The Cleveland Artists Foundation, which was founded in 1984 and is about researching, preserving and exhibiting this region’s art, talked to me in the late ’90s about doing a lecture series. But I didn’t want it to be a normal lectures series. I wanted it to be something that stretches us to explore with the community what is characteristic here. Nothing had really been written about what is characteristic — what this region is really about.
How do the early 20th century artists compare to what’s happening here today?
So many of the artists of the first part of the century really knew each other and worked together. They were teaching at the Institute of Art or they were exhibiting at the [Cleveland Museum of Art’s] May Show year after year after year. Their work got into the heart of the community in that way. The community began to know them and that was part of what was going on. … The newest crop — people who have been here 20 or 25 years and are teaching at places like Kent and Oberlin and Cleveland State University — are very much their own artists and are teaching their own way. Maybe they are not the innovators of the country, but there are several who are.

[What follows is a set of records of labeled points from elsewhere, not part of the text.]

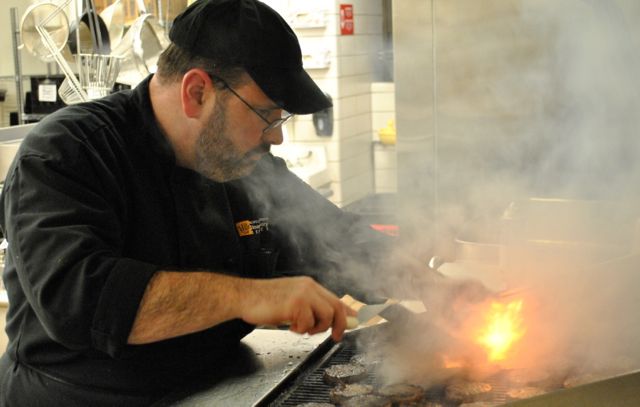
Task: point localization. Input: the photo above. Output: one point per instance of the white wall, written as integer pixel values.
(348, 80)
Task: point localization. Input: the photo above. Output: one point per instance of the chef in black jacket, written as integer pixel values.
(149, 231)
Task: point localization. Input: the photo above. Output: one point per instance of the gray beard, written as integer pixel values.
(216, 156)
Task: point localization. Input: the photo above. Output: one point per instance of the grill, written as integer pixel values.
(307, 384)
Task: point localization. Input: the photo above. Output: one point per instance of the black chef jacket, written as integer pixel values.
(94, 204)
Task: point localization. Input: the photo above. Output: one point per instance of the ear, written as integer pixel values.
(196, 88)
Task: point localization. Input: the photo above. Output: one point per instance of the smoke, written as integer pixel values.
(562, 99)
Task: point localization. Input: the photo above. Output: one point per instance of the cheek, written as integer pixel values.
(245, 135)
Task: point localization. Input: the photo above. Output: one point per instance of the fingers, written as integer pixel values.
(320, 311)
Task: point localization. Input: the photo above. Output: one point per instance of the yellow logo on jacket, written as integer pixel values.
(252, 227)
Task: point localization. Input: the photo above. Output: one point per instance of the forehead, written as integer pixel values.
(254, 93)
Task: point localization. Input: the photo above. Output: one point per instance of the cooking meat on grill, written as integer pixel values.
(525, 392)
(344, 373)
(341, 393)
(369, 400)
(584, 378)
(366, 359)
(526, 377)
(421, 403)
(402, 392)
(465, 392)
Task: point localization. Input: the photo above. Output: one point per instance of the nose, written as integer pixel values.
(273, 137)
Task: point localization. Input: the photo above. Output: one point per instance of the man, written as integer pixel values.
(149, 231)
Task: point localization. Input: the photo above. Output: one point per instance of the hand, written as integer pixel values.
(300, 301)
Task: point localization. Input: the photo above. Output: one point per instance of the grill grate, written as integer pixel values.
(308, 385)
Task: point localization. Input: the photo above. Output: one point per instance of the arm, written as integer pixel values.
(178, 303)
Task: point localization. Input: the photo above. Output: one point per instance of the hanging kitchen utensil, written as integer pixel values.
(89, 35)
(55, 23)
(140, 49)
(113, 17)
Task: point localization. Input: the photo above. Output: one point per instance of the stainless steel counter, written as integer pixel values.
(274, 353)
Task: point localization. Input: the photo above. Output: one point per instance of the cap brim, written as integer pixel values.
(293, 90)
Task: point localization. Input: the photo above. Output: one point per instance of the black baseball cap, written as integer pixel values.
(250, 34)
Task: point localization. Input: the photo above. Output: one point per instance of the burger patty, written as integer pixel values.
(464, 392)
(402, 392)
(344, 373)
(369, 400)
(341, 393)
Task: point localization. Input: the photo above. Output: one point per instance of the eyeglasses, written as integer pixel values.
(284, 117)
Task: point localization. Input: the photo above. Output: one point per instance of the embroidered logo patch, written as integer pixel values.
(252, 227)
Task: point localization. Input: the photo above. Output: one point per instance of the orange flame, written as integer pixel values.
(504, 327)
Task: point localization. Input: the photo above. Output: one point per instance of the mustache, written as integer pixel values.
(260, 150)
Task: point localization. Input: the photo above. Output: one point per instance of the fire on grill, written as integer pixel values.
(490, 355)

It’s mentioned in the book that when people think of the West or New England they envision a way of life that carries over into their art. What has defined us?
We’re defined by our industry. From the air, we look very different from the plains and from the coast. ... This might cover a territory that includes Pittsburgh and Buffalo, but that’s what we are. We may move away from that as we gain more force in other domains in the future, but that's hard to say.
The book talks about the current thirst for the sense of community that once existed here among the region’s visual artists. How can it be encouraged?
There’s a struggle right now to make that happen. There’s Sparx [in the City] and those sorts of programs, which focus energy and create visibility. But they seem disparate to me. They don’t seem connected. Galleries have always come and gone, but I think now artists show their work and aren’t on the wall anymore. There’s a great turnover of artists and exhibits. … It’s hard to get a handle on where this is going, but something is bubbling.
What would you hope to see from the region’s artists moving forward?
I want artists of the next years to look at how, for one, they can integrate their work with the [Ohio and Erie] canal project. ... Art that is in public view is where we get our memory. It’s as memorable as our buildings. ... One of the courses I’ve taught is for teachers and how to use the community in the classroom, and one of the pieces that resonates with them is the Jacobs Field bench, where Penny Rakoff has found and inserted in the ceramic tiles, which were developed by Angelica Pozo, the history of that exact spot. You can walk around that bench and learn a lot.”